This page is a presentation of my theory of phonemes, targeted at an audience of phoneticians who are familiar with the issues that arise. But I'm not an academic linguist; if you feel that's a disqualification, you can stop reading here.
We want to define phonemes as the units of the mental representation of sounds. The key word is actually units: we want to define phonemes so that they're the final discrete units in the mental process of sound production - everything downstream is continuous. It's the same distinction as between digital and analog, or between integers and real numbers. A phoneme is the last point at which we can think of a sound unit, as opposed to speech organs, features, or acoustics. (Credit to Mark Liberman for this idea.) We then want to use phonemes to spell the entries in our lexicons.

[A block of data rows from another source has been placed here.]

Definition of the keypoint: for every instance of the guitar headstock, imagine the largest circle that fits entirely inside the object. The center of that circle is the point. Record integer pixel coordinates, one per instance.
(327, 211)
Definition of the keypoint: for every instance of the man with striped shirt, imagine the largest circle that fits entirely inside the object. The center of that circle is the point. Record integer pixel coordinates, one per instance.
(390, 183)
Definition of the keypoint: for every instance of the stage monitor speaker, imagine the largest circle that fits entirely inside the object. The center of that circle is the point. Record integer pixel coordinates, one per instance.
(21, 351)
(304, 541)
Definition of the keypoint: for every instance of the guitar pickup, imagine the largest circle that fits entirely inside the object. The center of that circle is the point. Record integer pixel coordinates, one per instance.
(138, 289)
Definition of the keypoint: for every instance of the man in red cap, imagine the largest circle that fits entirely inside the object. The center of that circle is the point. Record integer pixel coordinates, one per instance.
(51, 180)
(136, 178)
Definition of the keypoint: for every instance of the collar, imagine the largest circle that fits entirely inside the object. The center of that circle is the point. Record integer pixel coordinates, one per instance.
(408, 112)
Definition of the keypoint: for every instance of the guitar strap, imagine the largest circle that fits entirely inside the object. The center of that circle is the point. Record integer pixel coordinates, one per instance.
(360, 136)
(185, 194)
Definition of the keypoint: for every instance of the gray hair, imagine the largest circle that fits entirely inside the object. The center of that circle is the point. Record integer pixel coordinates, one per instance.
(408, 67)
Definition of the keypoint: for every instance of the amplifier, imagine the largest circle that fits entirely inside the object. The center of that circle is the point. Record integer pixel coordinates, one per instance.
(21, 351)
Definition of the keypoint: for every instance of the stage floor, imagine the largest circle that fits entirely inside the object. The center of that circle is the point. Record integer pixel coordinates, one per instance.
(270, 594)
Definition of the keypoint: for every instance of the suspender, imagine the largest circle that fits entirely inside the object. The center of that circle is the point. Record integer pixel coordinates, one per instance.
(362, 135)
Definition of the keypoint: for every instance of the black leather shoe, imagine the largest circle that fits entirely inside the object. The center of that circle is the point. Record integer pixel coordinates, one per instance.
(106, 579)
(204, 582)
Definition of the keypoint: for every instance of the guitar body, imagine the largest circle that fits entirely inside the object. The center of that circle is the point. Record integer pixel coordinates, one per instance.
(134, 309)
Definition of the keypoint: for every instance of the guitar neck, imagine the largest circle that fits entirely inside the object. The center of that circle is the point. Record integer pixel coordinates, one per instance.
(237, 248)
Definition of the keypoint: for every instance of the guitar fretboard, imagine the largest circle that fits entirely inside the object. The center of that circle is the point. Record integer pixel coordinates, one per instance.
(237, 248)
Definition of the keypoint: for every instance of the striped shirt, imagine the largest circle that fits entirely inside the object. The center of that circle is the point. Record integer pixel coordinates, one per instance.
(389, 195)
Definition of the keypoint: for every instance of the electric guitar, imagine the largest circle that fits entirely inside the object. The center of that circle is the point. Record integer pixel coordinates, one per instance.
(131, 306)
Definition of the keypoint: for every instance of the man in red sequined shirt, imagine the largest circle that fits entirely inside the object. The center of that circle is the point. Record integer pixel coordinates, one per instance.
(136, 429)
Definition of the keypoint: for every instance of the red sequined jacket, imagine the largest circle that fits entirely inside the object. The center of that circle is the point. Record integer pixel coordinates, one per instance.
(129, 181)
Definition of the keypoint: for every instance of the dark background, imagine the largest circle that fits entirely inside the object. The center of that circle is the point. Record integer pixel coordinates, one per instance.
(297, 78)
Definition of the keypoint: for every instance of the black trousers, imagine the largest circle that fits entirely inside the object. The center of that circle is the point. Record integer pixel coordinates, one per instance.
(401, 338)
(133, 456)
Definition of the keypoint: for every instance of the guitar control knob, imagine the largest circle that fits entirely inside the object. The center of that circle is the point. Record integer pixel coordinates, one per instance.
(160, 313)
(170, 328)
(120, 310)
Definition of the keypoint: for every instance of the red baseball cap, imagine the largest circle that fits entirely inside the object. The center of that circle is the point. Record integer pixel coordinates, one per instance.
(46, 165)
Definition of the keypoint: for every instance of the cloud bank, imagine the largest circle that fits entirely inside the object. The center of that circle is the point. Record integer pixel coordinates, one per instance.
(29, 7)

The current mainstream theory is that phonemes can be identified using two tests: minimal pairs and complementary distribution. A third test is often applied: the idea that the set of phonemes of a language is the minimal set that satisfies the other criteria. As Occam advised, "Entities must not be multiplied beyond necessity". I will refer to that theory as miniphonemes: the minimal set of minimal pairs.
But these criteria don't derive directly from the definition of phonemes, and there's no particular reason to assume they're correct. There's no shortage of difficulties with this miniphoneme theory. Here's an overview of some of them that was one of the first matches when I googled "problems with phonemes": Problems with Phonemes, Coleman 2006.
The theory I'm proposing isn't so different, but it moves the frontier between discrete and continuous - between morphology and phonology - one step further downstream, to allophones, so I'm going to call it the allophoneme theory. A traditionalist says that the complementary distribution of aspirated [tʰ] as in top and unvoiced [t] as in stop means that they're the same miniphoneme; I say that the fact that stʰop sounds wrong to native speakers and it's a substitution they never make, means that they're different allophonemes: natives think of them as different sounds, even if they're in complementary distribution. After all, English /h/ and /ng/ are in complementary distribution, and we don't think of them as allophones of the same phoneme.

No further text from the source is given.